Norm-referenced interpretation compares a score to a reference group, answering "How does this person compare?" Criterion-referenced interpretation judges performance against absolute standards, answering "Can this person do X?" Each serves different purposes: norm-referenced for selection and ranking, criterion-referenced for diagnosis and competency assessment.
Examine test manuals and compare how different tests report results using norm-referenced vs. criterion-referenced approaches. Discuss which interpretation is appropriate for specific decisions.
You've studied how scores acquire meaning through validity design — that a number by itself tells you nothing until you know what it's being compared to or what it's supposed to predict. Norm-referenced and criterion-referenced interpretation are two philosophically distinct answers to the question "what does this score mean?" and choosing the wrong framework for a given purpose produces systematically misleading information.
Norm-referenced interpretation answers: "How does this person compare to others?" The score derives its meaning entirely from a reference group — the normative sample. An IQ of 115 means "one standard deviation above the mean for this population." A percentile rank of 82 means "higher than 82% of the comparison group." The absolute level of performance is secondary to relative standing. This framework is essential for selection and ranking decisions — scholarship competitions, competitive admissions, hiring from a large applicant pool — because it directly answers "who performs best, relative to whom."
Criterion-referenced interpretation answers a different question: "Can this person do X?" Performance is judged against an absolute standard of competence, not against others. A passing score of 70% on a driver's test means the person demonstrated sufficient skill, regardless of whether most others passed or failed. A student either meets the third-grade reading standard or does not — where they rank among their peers is irrelevant to that judgment.

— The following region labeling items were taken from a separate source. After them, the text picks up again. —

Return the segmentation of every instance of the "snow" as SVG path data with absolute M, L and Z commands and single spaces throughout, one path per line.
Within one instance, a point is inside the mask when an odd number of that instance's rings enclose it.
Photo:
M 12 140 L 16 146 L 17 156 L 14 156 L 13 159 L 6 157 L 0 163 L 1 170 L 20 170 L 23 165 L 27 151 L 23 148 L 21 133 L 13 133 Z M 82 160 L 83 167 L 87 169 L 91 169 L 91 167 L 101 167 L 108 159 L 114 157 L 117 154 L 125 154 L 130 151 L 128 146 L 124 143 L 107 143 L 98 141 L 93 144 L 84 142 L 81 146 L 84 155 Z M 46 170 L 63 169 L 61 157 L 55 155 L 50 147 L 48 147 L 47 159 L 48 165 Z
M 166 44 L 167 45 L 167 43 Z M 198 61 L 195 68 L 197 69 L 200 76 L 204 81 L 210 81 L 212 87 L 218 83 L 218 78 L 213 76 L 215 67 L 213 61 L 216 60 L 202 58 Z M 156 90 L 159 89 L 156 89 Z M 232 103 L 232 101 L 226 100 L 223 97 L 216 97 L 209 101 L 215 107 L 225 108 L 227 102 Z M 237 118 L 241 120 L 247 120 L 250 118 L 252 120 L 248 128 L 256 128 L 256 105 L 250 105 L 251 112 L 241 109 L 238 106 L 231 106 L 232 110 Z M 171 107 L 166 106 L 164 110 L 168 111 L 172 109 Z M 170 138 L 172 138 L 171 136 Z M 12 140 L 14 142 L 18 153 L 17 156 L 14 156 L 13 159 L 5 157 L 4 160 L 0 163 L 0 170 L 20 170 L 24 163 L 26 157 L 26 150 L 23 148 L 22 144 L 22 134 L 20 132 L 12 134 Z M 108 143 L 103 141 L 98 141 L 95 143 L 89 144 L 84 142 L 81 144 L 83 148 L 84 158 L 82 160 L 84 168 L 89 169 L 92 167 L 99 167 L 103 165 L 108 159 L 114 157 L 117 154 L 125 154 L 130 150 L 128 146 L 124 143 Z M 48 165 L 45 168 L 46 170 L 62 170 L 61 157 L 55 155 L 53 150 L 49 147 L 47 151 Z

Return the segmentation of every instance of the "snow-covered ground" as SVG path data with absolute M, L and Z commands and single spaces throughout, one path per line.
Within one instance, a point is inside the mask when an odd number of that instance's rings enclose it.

Criterion-referenced tests are designed around the definition of competence, not around maximizing individual differences.
The distinction shapes test design in a concrete way. Norm-referenced tests must include items that spread scores across individuals — items that discriminate between people. An item that everyone gets right contributes nothing to ranking and is typically removed from a norm-referenced instrument. Criterion-referenced tests include items that map onto the competency domain, even if nearly all trained individuals get them right, because the question is whether the person has acquired that competency, not whether they score higher than someone else. Understanding this difference explains why the same content can be tested very differently depending on the interpretive purpose — and why the choice of framework must be driven by the decision the score is meant to inform, not by convention or convenience.